Hacker News new | ask | show | jobs
by cm2187 1966 days ago
But gc.collect is quite expensive. I think the parent question was, I have a large object in memory, I want to delete it now so that I can load another large object without running into memory limits. But I don't want to call gc.collect which will stop my whole application, interfer with the garbage collector heuristics, and do all sort of unecessay steps.

I had instances where I knew only one of these large structures could fit in memory and had to call gc.collect before allocating a new one, as I would get an outofmemory exception before the garbage collector would kick in by itself.

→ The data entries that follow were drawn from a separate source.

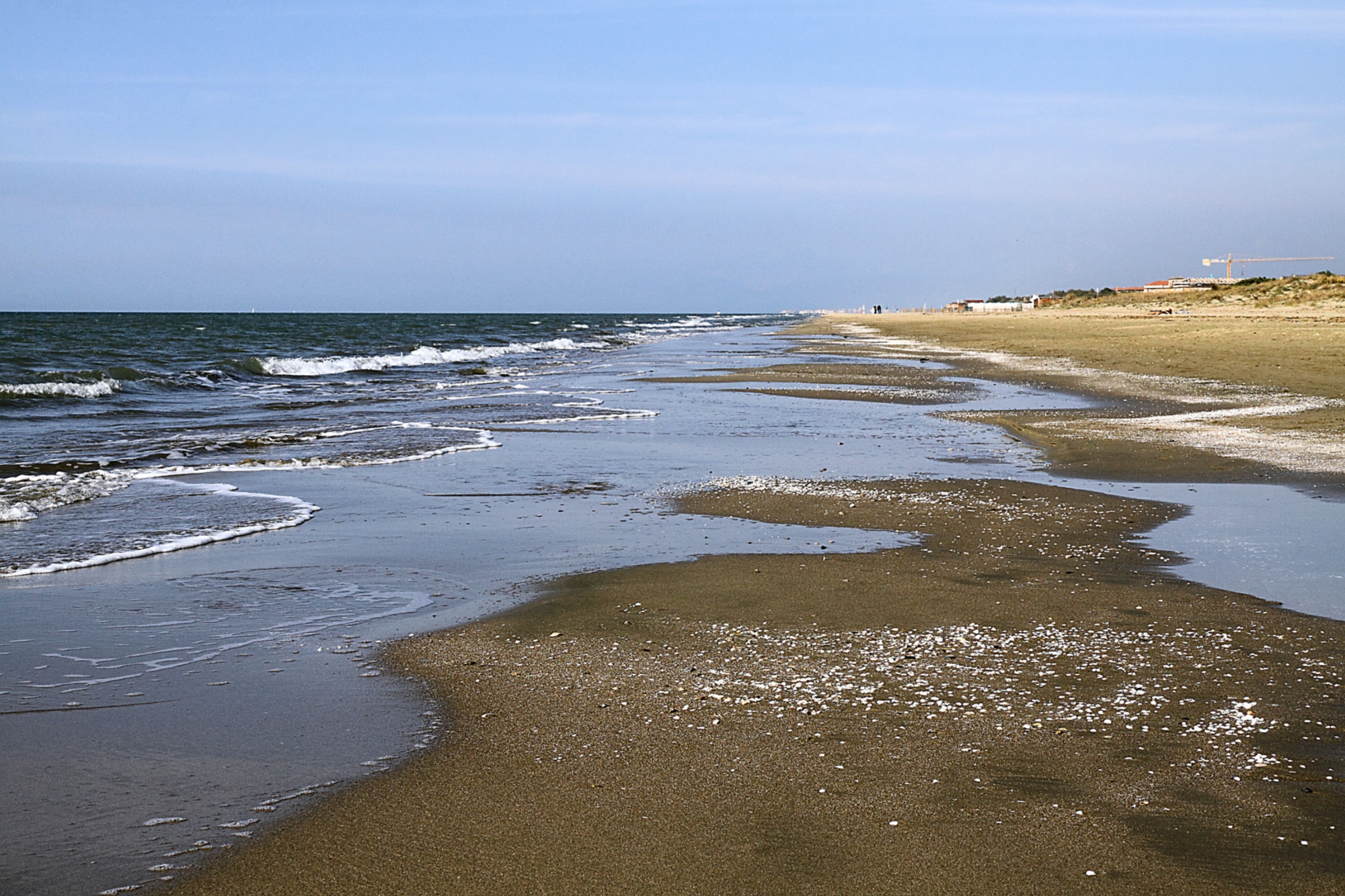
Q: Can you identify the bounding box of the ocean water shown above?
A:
[0,313,771,567]
[0,315,1345,893]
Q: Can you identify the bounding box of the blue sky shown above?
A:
[0,0,1345,311]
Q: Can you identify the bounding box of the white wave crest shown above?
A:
[0,379,121,398]
[0,470,136,522]
[0,483,321,579]
[260,339,607,376]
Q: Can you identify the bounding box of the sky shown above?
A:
[0,0,1345,312]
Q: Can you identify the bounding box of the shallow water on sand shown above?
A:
[0,323,1345,893]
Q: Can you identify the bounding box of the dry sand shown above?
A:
[175,481,1345,895]
[792,308,1345,482]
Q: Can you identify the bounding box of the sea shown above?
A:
[0,313,1345,893]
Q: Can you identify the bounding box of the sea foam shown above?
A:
[0,379,121,398]
[257,339,608,376]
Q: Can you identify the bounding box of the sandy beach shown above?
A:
[174,315,1345,893]
[794,311,1345,483]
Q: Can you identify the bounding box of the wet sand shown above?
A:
[791,308,1345,483]
[174,481,1345,893]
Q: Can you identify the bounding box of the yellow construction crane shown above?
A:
[1200,253,1336,280]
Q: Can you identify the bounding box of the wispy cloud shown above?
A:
[967,3,1345,38]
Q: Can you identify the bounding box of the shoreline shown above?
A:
[787,308,1345,486]
[174,481,1345,893]
[172,321,1345,893]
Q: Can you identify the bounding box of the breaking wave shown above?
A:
[0,379,121,398]
[257,339,608,376]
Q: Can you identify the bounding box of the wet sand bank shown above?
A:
[791,308,1345,483]
[174,481,1345,893]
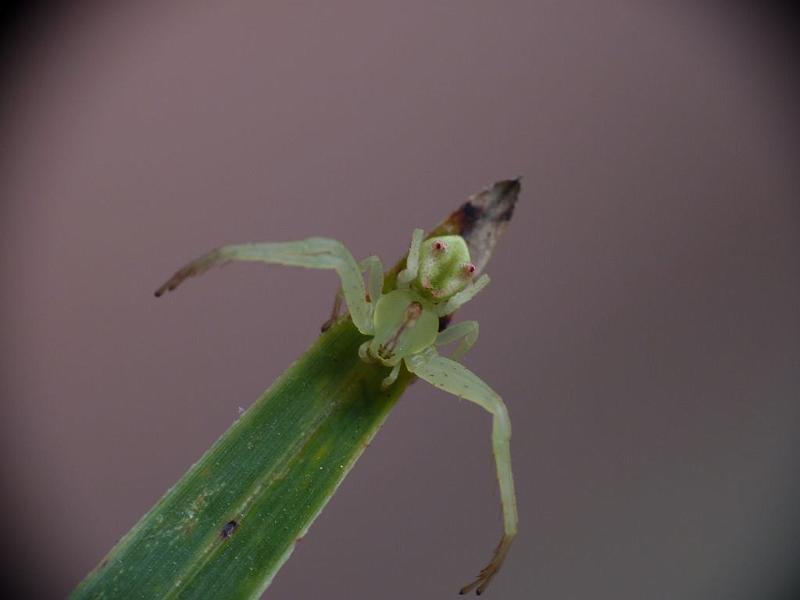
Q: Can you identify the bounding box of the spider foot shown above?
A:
[458,537,514,596]
[155,251,223,298]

You can do that with unmanaged objects but it doesn't look like you can with managed objects (other than gc.collect which I saw on other videos is not recommended by microsoft).

3 comments

There's an inherent issue with doing that while still being safe: what if there's still a reference to your "big object" somewhere? The only way for the runtime to know for certain it's safe to delete the object is to effectively run the GC anyway. The alternative is that the object gets deleted without any checks and any references to it will now (probably) cause a crash - and it'll be a hard native crash rather than a .net exception since it's outright accessing invalid memory rather than just a "managed" null pointer.

There's probably something to be said for allowing such a thing in explicitly "unsafe" code, but not in the normal runtime. In fact, it might even be possible now by leveraging some of the existing unsafe bits in .net.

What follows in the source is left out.